Henry Smith was the Acting Commissioner of the City of London Police during the murders of 1888, and he modestly writes, "There is no man living who knows as much of those murders as I do." He declares that after the "second crime" - which may have been Mary Ann Nichols, who was not murdered in Smith's jurisdiction - he "discovered" a suspect he was fairly sure was the murderer. Smith described him as a former medical student who had been in a lunatic asylum and had spent "all of this time" with prostitutes, whom he cheated by passing off polished farthings as sovereigns.

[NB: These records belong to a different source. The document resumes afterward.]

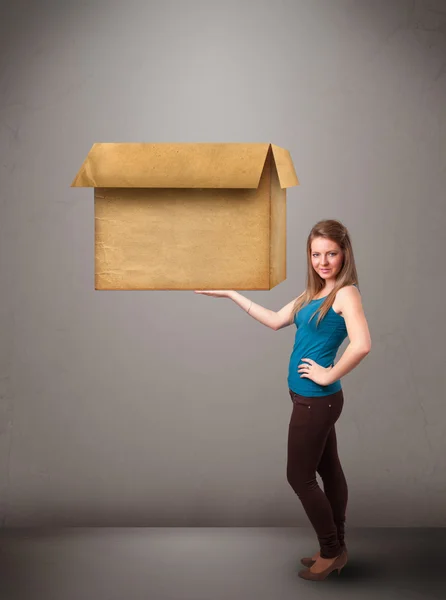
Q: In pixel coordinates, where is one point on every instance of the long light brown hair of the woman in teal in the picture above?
(336, 232)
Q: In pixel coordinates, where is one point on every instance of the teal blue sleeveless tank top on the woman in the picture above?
(320, 344)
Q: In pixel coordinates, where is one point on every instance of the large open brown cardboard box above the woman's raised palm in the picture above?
(188, 216)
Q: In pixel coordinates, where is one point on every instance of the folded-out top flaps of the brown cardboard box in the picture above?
(181, 165)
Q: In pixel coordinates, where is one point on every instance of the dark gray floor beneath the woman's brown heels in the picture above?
(215, 563)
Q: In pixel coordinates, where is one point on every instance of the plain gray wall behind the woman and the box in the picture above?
(170, 408)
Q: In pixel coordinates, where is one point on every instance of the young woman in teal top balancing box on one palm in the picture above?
(328, 311)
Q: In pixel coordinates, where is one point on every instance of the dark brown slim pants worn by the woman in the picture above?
(312, 447)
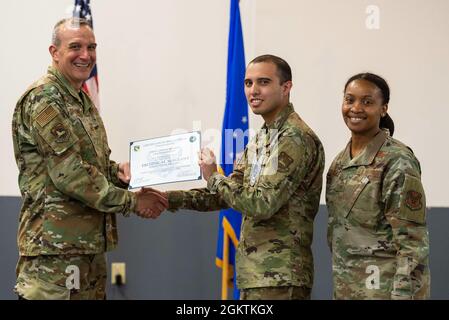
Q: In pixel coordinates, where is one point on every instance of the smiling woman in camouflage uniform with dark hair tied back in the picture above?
(377, 227)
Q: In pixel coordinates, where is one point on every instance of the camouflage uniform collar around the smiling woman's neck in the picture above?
(367, 156)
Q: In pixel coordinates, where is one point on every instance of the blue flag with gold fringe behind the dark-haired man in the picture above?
(234, 139)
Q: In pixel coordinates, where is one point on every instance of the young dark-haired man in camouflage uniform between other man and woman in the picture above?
(276, 185)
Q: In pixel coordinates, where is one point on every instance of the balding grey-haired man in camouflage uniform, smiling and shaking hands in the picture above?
(71, 189)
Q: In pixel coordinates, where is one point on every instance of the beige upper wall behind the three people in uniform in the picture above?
(162, 66)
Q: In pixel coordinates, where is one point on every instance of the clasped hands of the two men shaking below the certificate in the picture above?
(151, 203)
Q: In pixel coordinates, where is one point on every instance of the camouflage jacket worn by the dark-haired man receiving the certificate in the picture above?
(278, 203)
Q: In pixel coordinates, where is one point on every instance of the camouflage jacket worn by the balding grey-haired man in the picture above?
(69, 185)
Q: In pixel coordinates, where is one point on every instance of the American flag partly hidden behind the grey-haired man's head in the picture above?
(82, 10)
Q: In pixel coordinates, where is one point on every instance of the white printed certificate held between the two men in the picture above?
(165, 159)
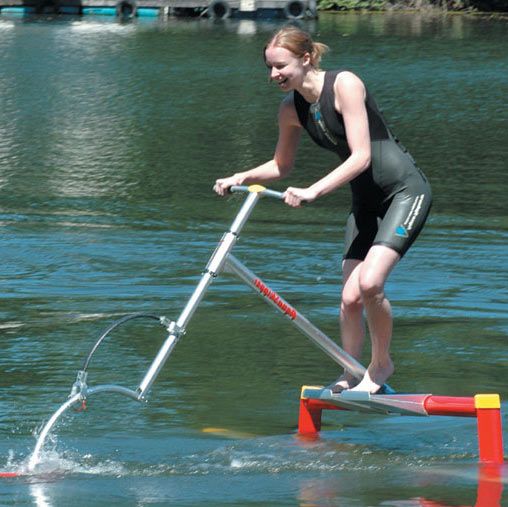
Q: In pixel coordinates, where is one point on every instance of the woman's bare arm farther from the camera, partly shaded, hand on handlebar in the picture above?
(282, 163)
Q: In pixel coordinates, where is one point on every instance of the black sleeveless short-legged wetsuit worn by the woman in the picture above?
(392, 197)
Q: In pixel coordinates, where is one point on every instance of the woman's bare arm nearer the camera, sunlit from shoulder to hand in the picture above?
(350, 102)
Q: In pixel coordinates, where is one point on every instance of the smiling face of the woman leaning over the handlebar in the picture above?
(286, 69)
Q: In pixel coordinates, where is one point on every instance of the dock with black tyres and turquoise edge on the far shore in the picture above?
(213, 9)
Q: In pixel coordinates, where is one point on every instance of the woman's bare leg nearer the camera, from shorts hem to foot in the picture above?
(374, 271)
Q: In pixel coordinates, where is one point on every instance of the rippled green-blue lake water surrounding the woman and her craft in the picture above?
(111, 135)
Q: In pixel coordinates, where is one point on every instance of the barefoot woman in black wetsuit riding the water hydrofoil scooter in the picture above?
(391, 196)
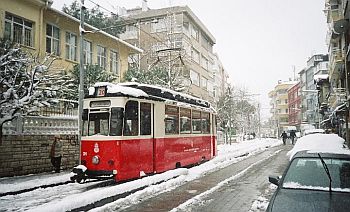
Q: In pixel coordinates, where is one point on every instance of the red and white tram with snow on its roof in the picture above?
(132, 130)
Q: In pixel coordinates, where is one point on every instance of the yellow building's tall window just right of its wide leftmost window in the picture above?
(52, 39)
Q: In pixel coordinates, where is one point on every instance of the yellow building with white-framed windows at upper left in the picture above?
(45, 30)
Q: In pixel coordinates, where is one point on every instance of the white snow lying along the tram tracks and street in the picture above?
(73, 196)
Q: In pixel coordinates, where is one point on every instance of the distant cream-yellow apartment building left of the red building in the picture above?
(279, 106)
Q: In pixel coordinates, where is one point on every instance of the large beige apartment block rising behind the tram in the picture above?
(175, 38)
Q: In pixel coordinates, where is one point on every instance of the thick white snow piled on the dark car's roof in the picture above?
(325, 143)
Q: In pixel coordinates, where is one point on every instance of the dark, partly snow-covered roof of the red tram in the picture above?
(132, 89)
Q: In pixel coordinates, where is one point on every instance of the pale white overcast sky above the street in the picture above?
(258, 41)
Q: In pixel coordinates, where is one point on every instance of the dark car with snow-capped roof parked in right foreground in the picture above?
(313, 182)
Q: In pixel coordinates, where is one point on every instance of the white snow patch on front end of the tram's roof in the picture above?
(115, 88)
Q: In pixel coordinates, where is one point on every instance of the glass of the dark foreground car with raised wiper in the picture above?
(308, 173)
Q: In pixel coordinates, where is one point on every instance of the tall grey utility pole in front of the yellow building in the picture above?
(81, 76)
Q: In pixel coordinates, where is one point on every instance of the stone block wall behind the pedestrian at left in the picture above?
(29, 154)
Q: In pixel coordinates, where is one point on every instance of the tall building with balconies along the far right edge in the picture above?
(337, 113)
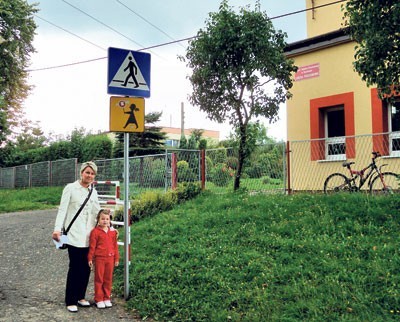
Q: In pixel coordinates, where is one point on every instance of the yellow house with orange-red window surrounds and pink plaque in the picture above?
(333, 116)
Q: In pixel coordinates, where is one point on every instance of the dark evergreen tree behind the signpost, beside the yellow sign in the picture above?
(151, 141)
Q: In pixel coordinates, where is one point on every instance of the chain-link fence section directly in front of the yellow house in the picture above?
(312, 161)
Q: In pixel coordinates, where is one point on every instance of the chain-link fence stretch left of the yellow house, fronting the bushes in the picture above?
(263, 170)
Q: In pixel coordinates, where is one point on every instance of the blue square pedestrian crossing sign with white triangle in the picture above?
(128, 72)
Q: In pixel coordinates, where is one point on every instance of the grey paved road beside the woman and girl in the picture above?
(33, 273)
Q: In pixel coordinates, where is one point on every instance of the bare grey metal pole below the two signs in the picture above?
(126, 216)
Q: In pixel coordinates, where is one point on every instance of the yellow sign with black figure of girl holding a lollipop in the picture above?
(126, 114)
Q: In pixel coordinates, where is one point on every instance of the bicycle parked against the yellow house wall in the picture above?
(378, 181)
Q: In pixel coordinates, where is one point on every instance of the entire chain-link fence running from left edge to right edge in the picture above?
(279, 167)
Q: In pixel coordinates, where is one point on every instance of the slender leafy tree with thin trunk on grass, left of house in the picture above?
(233, 60)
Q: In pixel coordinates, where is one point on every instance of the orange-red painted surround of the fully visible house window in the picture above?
(317, 125)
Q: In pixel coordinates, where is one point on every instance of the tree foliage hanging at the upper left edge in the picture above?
(17, 29)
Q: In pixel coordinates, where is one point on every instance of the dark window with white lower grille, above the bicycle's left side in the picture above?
(335, 144)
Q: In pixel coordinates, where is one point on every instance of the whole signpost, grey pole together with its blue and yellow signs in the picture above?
(128, 75)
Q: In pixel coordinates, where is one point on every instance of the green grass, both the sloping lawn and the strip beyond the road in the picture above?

Smith conveyed this intelligence to Sir Charles Warren, who did not find the suspect, according to Smith. It was just as well. The former lunatic turned out to be the wrong man. I feel compelled to add that a sovereign would have been unusually generous payment for an Unfortunate who was more than accustomed to exchanging favors for farthings. The damage done by Smith during the Ripper investigation was to perpetuate the notion that the Ripper was a doctor or a medical student or someone involved in a field connected with medicine.
I don't know why Smith made such an assumption as early as the "second case," when no victim had been disemboweled yet and no organs had been taken. Following Mary Ann Nichols's murder, there was no suggestion that the weapon was a surgical knife or that the killer possessed even the slightest surgical skills. Unless Smith simply has the timing wrong in his recollections, there was no reason for the police to suspect a so-called medically trained individual this early in the investigation.